La Commission des droits de l’homme de l’Irlande du Nord a fait part de sa préoccupation face à la proposition visant à abroger la loi sur les droits de l’homme qui incorpore la Convention européenne des droits de l’homme dans la législation locale. Or, la Convention européenne est invoquée dans l’accord de paix dit du Vendredi saint de 1998. Toute modification dans ce contexte doit assurer une protection effective dans toutes les juridictions du Royaume-Uni, a souligné la Commission. Par ailleurs, le projet d’une charte des droits pour l’Irlande du Nord n’a pas progressé en raison d’une absence de consensus politique à ce sujet, a-t-elle fait observer. La Commission a attiré l’attention sur le fait qu’il n’existait pas de législation unique sur l’égalité dans la province, contrairement aux recommandations du Comité.

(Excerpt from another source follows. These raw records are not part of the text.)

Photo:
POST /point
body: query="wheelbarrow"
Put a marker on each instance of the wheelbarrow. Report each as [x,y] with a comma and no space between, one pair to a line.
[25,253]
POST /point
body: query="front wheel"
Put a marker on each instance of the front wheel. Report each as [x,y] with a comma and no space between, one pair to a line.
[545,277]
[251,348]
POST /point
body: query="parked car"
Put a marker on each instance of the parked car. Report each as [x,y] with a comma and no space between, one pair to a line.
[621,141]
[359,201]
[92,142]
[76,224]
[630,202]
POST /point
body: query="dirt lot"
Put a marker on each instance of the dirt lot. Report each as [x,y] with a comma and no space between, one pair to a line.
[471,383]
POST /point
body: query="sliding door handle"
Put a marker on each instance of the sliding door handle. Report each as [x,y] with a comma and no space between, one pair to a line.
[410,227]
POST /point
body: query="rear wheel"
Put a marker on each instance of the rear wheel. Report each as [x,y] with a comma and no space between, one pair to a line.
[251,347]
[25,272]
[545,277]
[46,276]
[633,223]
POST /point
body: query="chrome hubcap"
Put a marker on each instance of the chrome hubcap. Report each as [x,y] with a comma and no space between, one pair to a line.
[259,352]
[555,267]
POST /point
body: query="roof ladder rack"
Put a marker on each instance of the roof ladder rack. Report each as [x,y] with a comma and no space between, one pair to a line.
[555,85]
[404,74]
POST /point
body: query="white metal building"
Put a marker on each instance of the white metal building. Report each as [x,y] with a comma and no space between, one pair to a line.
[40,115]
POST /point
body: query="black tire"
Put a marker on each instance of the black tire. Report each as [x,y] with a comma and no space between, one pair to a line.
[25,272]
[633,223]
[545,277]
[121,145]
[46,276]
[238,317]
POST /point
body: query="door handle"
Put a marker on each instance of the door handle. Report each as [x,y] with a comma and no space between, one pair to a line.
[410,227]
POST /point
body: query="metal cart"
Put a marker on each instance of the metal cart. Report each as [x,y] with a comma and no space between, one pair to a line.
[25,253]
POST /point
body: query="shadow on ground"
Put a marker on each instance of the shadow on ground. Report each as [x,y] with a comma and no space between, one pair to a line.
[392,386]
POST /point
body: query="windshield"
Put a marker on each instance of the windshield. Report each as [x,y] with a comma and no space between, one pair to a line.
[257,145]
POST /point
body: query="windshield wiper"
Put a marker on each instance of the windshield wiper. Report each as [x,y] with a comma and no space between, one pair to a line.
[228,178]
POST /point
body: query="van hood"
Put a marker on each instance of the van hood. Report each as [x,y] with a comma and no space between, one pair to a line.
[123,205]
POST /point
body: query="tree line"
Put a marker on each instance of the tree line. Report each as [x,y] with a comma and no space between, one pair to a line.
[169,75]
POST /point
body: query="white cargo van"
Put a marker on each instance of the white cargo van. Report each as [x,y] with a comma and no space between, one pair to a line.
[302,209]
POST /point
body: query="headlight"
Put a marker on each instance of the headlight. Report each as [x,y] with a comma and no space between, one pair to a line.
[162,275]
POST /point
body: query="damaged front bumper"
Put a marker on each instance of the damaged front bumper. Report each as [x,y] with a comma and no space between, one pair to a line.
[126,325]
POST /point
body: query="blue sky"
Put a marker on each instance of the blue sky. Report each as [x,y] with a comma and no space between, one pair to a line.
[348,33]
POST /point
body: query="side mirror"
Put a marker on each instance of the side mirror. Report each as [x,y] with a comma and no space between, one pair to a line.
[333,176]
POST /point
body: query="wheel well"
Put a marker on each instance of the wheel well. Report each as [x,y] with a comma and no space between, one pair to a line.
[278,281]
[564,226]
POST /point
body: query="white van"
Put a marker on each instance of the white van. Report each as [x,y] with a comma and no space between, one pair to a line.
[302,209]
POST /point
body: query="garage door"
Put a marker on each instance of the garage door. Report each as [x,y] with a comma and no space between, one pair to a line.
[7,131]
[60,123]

En outre, la loi réprimant la discrimination ne prend pas en compte les discrimination croisées multiples. La Commission suggère au Comité d’envisager de recommander que des mesures soient prises afin d’harmoniser la législation sur l’égalité et qu’une protection légale soit introduite afin d’assurer une protection contre les discriminations croisées. Elle lui suggère aussi de recommander que des mesures soient prises en vue d’apporter une réponse à toutes les formes d’actes haineux.
Examen du rapport
Questions et observations des membres du Comité
M. GUN KUT, rapporteur du Comité pour l'examen du rapport du Royaume-Uni, a relevé que le pays avait connu des évolutions importantes depuis l’examen de son précédent rapport, particulièrement dans la période récente, ce qui est illustré par la composition de la délégation, suite aux dévolutions de pouvoir en faveur des différentes composantes du Royaume. Le fait que le Comité se trouve face à quatre interlocuteurs distincts présente à la fois des avantages et des inconvénients, a-t-il remarqué. Il s’est ensuite demandé si les différentes institutions nationales des droits de l’homme existant dans le pays disposaient de ressources suffisantes du fait de leur multiplicité.

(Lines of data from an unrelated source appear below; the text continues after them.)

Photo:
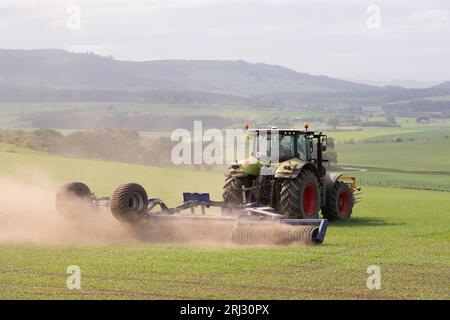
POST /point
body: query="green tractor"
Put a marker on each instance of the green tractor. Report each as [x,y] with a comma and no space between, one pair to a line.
[295,182]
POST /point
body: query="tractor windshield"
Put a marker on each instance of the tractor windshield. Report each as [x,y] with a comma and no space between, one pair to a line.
[264,144]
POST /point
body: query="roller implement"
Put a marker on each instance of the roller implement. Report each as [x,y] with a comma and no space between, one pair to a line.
[265,200]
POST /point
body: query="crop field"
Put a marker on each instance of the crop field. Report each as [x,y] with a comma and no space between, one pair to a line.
[404,232]
[429,155]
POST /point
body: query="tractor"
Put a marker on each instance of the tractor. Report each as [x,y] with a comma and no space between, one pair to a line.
[266,199]
[295,183]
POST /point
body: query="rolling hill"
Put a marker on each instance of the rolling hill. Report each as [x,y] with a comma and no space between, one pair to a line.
[58,75]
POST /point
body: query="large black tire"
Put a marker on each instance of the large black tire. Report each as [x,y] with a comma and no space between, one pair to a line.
[300,197]
[232,189]
[73,200]
[340,202]
[129,202]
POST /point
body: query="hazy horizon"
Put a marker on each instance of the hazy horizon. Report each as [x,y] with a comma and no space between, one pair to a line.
[351,40]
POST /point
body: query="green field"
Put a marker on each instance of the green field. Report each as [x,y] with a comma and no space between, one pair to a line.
[427,156]
[405,232]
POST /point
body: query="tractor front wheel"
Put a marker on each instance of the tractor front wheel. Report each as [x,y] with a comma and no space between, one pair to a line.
[129,202]
[341,201]
[300,197]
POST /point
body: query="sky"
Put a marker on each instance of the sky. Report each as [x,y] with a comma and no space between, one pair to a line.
[349,39]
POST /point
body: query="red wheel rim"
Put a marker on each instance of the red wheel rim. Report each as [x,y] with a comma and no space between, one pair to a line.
[309,199]
[344,202]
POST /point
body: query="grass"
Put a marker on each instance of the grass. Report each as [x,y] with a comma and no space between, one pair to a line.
[405,232]
[424,156]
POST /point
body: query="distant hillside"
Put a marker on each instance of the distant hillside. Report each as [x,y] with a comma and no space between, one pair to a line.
[57,75]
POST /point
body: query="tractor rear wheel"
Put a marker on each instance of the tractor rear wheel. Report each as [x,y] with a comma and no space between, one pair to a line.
[340,202]
[300,197]
[73,200]
[129,202]
[232,189]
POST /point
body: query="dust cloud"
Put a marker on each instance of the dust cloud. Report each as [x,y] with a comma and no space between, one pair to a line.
[28,214]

À cela s’ajoute le contexte généralisé à l’heure actuelle de l’aggravation de la xénophobie et du racisme, a poursuivi le rapporteur. Le référendum sur l’appartenance à l’Union européenne a constitué un événement de première importance, a-t-il ajouté, avant de mentionner l’élection d’un maire d’origine étrangère à Londres, événement qui va à contre-courant des actuelles dérives xénophobes, cruellement illustrées par l’assassinat de la députée Joan Cox lors de la campagne référendaire.
En premier lieu, M. Kut a estimé nécessaire que la délégation en dise davantage sur la participation des organisations non gouvernementales au processus d’élaboration du rapport, compte tenu du fait que celles présentes à Genève ont affirmé devant le Comité qu’elles n’avaient guère été consultées. Le rapporteur a par ailleurs jugé nécessaire que soient éclaircies les modalités des contrôles d’identité accompagnés de fouilles (pratique dit du «Stop and Search»), rappelant que le Royaume-Uni avait refusé que les incidents auxquels ces contrôles pouvaient donner lieu soient répertoriés.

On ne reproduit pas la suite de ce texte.